Ce guide radiologique, rapidement exécuté sur une prothèse amovible existante (Fig. 27 et 28), n’engage pas de coût supplémentaire. Il donne l’axe général des dents prothétiques mais ne renseigne pas sur l’enveloppe prothétique (Fig. 29). Il est éventuellement acceptable quand le cas est simple. Cependant, quand un certain décalage entre la position des dents du projet prothétique et les bases osseuses existe, il peut être indispensable de déterminer l’enveloppe des dents pour estimer la pertinence de la planification proposée.
Le guide radiologique précédent comportait une armature métallique qui était en contact étroit avec la dent adjacente (Fig. 30).
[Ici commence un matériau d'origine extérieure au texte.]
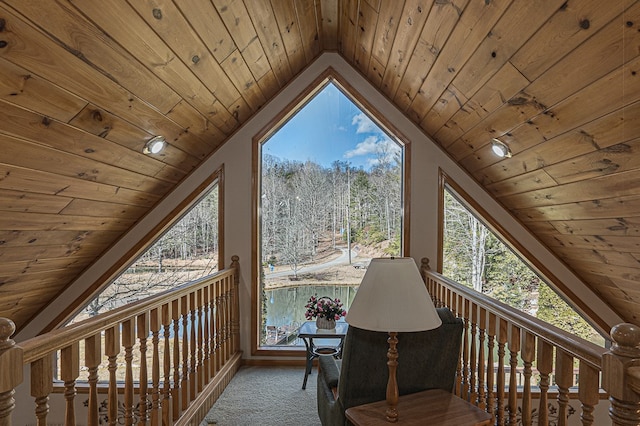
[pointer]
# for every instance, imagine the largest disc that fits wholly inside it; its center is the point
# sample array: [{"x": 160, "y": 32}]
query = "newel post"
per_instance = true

Sur les coupes axiales, l’espace disponible semble insuffisant à un œil non averti, ce qui peut être le cas des ingénieurs qui vérifient la conformité des simulations réalisées par les praticiens (Fig. 31). Il n’en est rien car, en changeant de plan axial, il s’avère que l’espace est effectivement suffisant pour accueillir un implant (Fig. 32).
La préparation d’un guide radiologique radio-opaque en conformité avec le cahier des charges facilite grandement l’étape ultérieure de la simulation implantaire en termes de temps et de précision. Une certaine courbe d’apprentissage est nécessaire avant de déterminer avec sûreté le guide le plus adapté à chaque cas et d’éviter les erreurs les plus grossières.
Si, lors de la radiographie, le guide n’est pas dans la position originelle prévue par l’équipe prothétique, les renseignements transmis au logiciel de simulation seront erronés et les implants seront placés en mauvaise position.